Ian’s voice cut through the currents pulling me under. I tried to lift my head, but it was too heavy.

“Answer me, Veritas!”

The sharpness in Ian’s voice was nothing compared to the detonations going off inside me. Dagon and Ereshki’s magic was too strong. My body was giving out. I didn’t know how much damage Ian had done to the circle, or if it would be enough, and I couldn’t open my eyes to look. I didn’t have the strength.

“If you don’t answer, I will stop beating this circle and let them kill me!”

Fucking hell. Was it really too much to ask that he not get killed for me again? I, at least, had a chance at coming back from the dead once I died. Ian didn’t, but was he letting that stop him from making his threat? Of course not.

“Veritas, I mean it!”

I still couldn’t speak or see, but I marshaled all my energy in order to move one finger. It was my middle one, and I stuck it straight up in the direction his voice came from.

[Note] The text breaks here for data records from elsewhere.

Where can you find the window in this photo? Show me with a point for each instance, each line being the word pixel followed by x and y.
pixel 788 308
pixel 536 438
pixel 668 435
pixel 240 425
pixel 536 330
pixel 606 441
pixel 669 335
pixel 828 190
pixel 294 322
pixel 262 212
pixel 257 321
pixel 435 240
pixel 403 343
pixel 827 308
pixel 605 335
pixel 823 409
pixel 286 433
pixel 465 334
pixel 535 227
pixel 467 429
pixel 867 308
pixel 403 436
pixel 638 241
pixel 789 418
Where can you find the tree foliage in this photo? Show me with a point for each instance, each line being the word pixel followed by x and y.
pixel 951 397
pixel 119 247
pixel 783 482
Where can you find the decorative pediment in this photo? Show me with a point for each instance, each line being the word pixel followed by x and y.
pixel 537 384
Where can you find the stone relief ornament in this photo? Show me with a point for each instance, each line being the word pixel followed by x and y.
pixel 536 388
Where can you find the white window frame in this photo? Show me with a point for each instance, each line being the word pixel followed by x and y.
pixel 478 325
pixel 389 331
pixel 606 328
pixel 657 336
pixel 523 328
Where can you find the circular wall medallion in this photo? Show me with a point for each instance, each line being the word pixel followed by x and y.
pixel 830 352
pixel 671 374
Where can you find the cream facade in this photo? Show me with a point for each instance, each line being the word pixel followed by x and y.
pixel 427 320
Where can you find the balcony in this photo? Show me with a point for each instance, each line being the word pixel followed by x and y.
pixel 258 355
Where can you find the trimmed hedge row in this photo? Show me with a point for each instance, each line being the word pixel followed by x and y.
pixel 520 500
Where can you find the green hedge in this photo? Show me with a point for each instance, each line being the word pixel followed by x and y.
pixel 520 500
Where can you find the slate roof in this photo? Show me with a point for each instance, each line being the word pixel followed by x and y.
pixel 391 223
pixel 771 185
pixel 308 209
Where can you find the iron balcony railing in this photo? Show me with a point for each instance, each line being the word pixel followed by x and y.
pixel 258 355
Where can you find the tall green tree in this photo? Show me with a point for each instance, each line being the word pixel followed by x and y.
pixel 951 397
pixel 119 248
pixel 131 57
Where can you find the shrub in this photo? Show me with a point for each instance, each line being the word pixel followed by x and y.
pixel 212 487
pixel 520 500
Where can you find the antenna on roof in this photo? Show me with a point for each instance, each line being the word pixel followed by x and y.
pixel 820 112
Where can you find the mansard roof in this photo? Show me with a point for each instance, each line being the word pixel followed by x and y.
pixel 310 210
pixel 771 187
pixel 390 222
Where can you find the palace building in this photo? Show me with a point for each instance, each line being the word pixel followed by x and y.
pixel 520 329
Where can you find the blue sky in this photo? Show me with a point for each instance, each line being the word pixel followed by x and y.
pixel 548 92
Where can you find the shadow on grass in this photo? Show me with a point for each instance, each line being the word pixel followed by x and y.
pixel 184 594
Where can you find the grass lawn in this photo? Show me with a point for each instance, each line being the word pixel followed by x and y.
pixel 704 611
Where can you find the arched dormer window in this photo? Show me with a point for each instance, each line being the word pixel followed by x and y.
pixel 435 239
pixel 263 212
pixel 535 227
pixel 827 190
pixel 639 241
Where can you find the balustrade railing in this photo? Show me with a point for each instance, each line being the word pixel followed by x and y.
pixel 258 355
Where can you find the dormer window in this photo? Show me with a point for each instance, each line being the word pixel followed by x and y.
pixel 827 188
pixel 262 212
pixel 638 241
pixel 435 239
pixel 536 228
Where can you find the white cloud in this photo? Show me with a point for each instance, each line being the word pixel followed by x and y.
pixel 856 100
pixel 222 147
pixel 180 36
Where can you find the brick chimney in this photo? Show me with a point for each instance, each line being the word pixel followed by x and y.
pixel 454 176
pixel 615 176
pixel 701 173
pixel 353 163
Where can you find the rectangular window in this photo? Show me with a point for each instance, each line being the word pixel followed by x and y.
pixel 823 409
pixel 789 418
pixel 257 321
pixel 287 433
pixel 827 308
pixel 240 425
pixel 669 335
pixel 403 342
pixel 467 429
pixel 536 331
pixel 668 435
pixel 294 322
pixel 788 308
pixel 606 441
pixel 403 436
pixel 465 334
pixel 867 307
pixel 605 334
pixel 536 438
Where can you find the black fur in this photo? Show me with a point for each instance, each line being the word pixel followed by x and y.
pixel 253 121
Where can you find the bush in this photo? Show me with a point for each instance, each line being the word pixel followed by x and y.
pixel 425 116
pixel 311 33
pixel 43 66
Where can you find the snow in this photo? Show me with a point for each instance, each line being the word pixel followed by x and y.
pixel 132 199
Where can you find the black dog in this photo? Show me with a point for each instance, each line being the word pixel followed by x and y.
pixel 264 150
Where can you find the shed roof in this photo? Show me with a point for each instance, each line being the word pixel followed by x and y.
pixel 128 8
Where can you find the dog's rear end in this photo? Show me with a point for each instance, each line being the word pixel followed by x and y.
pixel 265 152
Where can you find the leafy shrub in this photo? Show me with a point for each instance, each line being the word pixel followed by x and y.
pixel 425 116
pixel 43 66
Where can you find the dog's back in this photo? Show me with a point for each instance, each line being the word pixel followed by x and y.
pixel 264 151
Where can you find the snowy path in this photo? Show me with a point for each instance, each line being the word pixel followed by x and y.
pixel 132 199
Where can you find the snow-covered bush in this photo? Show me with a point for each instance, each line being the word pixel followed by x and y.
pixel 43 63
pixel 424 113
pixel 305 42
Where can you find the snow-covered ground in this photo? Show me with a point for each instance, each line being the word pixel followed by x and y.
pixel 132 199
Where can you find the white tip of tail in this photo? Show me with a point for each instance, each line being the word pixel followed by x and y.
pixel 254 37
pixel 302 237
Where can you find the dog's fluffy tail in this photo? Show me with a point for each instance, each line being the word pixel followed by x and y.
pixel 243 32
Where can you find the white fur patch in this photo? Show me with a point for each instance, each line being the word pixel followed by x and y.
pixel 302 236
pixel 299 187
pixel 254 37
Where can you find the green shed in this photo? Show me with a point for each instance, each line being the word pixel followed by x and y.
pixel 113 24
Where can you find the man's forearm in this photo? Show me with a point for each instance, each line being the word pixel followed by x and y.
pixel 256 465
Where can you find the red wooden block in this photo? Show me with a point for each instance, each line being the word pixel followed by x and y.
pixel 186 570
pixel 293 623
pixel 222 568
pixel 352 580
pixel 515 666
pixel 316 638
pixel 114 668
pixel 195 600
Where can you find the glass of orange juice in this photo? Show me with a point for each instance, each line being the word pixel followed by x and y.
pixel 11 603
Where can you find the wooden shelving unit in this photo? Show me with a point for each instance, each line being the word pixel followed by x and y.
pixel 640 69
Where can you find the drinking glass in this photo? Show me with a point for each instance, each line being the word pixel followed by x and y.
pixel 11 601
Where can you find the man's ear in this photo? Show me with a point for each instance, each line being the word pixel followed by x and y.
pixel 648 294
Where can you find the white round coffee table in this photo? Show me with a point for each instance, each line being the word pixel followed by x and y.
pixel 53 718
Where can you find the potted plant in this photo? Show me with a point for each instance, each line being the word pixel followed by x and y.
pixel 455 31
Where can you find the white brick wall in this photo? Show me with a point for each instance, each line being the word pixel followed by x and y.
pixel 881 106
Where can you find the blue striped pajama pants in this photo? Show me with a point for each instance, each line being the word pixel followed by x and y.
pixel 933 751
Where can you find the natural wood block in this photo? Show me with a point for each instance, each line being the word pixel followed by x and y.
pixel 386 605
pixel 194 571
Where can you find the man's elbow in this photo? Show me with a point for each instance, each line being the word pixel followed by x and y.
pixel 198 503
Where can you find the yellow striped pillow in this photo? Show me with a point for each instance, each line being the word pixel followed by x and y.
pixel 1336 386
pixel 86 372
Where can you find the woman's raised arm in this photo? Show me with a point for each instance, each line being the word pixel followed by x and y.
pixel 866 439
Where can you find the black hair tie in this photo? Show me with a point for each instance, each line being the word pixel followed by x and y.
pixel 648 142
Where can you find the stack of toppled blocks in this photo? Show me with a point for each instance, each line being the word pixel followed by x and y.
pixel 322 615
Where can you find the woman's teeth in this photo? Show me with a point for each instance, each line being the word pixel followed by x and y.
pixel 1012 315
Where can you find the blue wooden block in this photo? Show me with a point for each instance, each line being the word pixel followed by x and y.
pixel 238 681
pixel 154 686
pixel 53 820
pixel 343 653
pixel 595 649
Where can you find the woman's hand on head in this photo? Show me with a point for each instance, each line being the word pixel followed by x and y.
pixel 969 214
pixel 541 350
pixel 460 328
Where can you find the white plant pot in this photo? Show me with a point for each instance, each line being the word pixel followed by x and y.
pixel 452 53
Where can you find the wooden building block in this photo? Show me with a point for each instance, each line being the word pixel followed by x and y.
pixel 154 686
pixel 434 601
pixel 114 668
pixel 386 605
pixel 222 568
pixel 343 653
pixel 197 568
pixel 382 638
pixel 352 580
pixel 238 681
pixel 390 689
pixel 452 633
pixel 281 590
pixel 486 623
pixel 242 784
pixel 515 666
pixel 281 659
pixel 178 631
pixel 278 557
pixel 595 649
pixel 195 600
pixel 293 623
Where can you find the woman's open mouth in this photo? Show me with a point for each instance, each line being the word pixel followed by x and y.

A harsh laugh preceded his reply. “Good. I’m almost through this wall, but it’s taken quite a lot from me. When it goes down, I need you to be ready because Dagon will att
ack you. Do you hear? You can’t stay slumped in a pool of your own blood.”

Did he think I was lying in my own pureed guts because it was a hot new fashion trend? If I could’ve flipped him off with both hands, I would have.

“Whatever you did to terrify Tenoch all those years ago, I need you to do it again,” Ian went on, shocking me. “That part of you is buried too deep to be beaten down by this spell. It’s also been waiting a long time to come out. Now, you need to let it.”

Tenoch’s face flashed in my mind. Not one of the memories I cherished; the one I’d tried the hardest to forget. The horror on his face when he stared at the bodies lying beside pools of darkness around me, and worse, the revulsion in his eyes when he looked up from them to stare at me . . .

“No,” I croaked, so appalled I managed to speak.

“Yes,” he snapped. “I won’t let Tenoch’s fear cost you your life. And do you think Dagon will stop at you? Do you want me to break down these walls only to get slaughtered by that sod?”

With each word, he continued hammering at the circle. I felt it in every flash of relief in my broken body, but now I was worried, too. How much had it taken from Ian for him to keep beating on that magic-imbued barrier? Was it everything he had?

I reached down inside myself and felt around until I brushed the most forbidden aspects of my other half. Yes, that power was still there, but would it be enough? Worse, would it be too much? Ian was right; that part had been held back for so long that I had no idea what it would do if I let it out again.

“Can’t . . . control it,” I managed to say.

“You don’t need to.” A shout that coincided with a boom! that shook me to my core. “I trust you, all of you. You won’t hurt me, and nothing you can do will ever horrify me. Let yourself free, Veritas! Every bit of you!”

I could feel the cracks on the walls widening. Soon, they would come down, and Dagon would come at us with everything he had. He didn’t even need to get close to Ian to kill him, either. A shot through the heart with a silver bullet would be enough, and Ian had left automatic weapons filled with silver rounds at the bottom of his circle.